The witch didn't watch him as he spoke, though, her gaze instead roving over the dead muggle in his casket. "Poor Frank," she whispered at last, leaning down to kiss his cold, dead cheek. "He never deserved this."

"He was old, for a muggle. Seventy-seven years last month. I met him for tea to celebrate."

"I missed it," she said sadly, watching as her old friend waved his wand. The hand-crafted coffin floated into the hole, followed by the dirt. It was a morbid sight, a life covered up just like it had never existed.

"There, there, Batty. No need to fret. It was foolish to think we'd all be friends until our old age, regardless of the Dark Lord and his games."

"Some game. And I am not old!"

"Exactly my point, funnily enough. I was always going to die before you got old, child. Frank Bryce was always likely to go first, if only because he was a muggle.
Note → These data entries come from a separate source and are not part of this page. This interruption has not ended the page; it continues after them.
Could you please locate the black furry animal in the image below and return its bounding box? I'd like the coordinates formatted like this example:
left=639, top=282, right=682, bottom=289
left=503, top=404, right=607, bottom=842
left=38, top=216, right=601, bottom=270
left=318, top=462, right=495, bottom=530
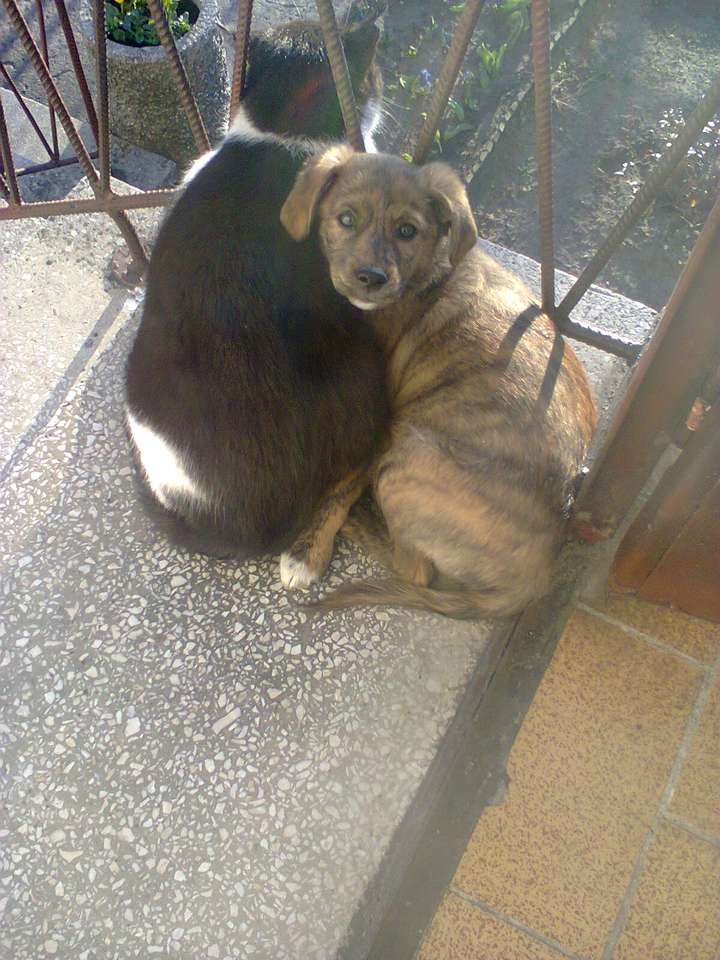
left=127, top=11, right=387, bottom=556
Though I never expected to step over his body in a sitting room arranged like a throne room."

"What?"

"Just an observation. Everyone has their moment to die, child. This must have been Frank's: to herald a warning to the rest of us. It's up to us to heed it - or to not."

"I'll tell Dumbledore when I go back. But first ... aurora borealis anniversarium quotannis." A green-blue light, not unlike the famously beautiful Northern Lights, erupted from the tip of the wand he'd watch choose her all those years ago. "Every year on this night, they'll play again, for as long as I live."

"And nothing imploded."

"What?"

Newt smiled as the witch hugged her, amused with his ability to confuse her. "Nothing, dear."

"You're insane, Newt. Completely mad."

"At least I'm having fun with the little time of peace we have left."